The Moving Toyshop |
SNT |
Author : Edmund Crispin |
Play : The Moving Toyshop |
First Broadcast on : 3 December 1960 |
Richard Cadogan, poet and would-be bon vivant, arrives for what he thinks will be a relaxing holiday in the city of dreaming spires. Late one night, however, he discovers the dead body of an elderly woman lying in a toyshop and is coshed on the head. When he comes to, he finds that the toyshop has disappeared and been replaced with a grocery store. A hunt for a missing shop, seems a tall order a bil like looking for tax free cash. The police are understandably skeptical of this tale but Richard's former schoolmate, Gervase Fen (Oxford Professor of English Language and Literature), knows that truth is stranger than fiction (in fiction, at least). Soon the intrepid duo is careening around town in hot pursuit of clues but just when they think they understand what has happened, the disappearing-toyshop mystery takes a sharp turn... In the days when one did not have to embed oneself with the local plod in order to write detective fiction, Edmund Crispin conjures up a delightful escapade full of humour, pace and frivolity, a sort of Lord Peter Wimsey meets Billy Bunter, and he's not afraid of a little language or a gory murder scene, so one should not be lulled into thinking this is simply Whitehall farce.

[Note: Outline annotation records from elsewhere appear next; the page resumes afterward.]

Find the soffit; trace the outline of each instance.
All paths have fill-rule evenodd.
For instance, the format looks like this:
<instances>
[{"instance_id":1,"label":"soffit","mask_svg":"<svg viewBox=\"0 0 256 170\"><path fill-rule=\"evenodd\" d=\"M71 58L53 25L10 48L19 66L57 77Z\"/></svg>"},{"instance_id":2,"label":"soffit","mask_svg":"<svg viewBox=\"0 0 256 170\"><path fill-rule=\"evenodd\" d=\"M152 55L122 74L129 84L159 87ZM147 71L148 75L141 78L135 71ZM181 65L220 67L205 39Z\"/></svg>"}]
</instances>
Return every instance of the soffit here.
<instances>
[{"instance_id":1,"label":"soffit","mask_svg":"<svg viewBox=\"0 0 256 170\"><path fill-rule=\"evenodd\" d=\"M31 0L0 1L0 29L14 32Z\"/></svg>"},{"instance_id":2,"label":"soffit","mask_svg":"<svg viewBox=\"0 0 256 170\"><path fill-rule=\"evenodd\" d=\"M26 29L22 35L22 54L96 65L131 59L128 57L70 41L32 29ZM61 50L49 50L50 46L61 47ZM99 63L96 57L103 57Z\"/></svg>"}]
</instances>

It works because his style oozes authenticity, the language and turn of phrase, the over-the-top characterisation, try to write this today and you would be laughed off the page. Pretentious? Moi? It also helps that the backdrop of Oxford is little changed, so we can still know our way around, although the eccentricities of Parson's Pleasure and Dame's Delight are no longer with us. The Moving Toyshop is a murder mystery with a novel twist, the twist being that the scene of the crime disappears as well as the murderer and the body. Richard Cadogan is a poet seeking to spice up his tedious day-to-day existence with a little adventure by visiting Oxford and gets it when he stumbles upon the gruesome murder of an elderly woman. Gervase Fen, his friend and Oxford don, is the amateur sleuth who steps into the breach when the police fail to pursue Cadogan's unbelievable story; no body, no crime scene, no case is their not unreasonable stance. And as their investigation unfolds they are joined by a motley bunch of helpers and general hangers-on who are in it for the jape. Whilst it is light-hearted don't dismiss it out of hand. Crispin keeps us guessing and the pace never slows. It is a sunny summer interlude between those bouts of Scandinavian darkness.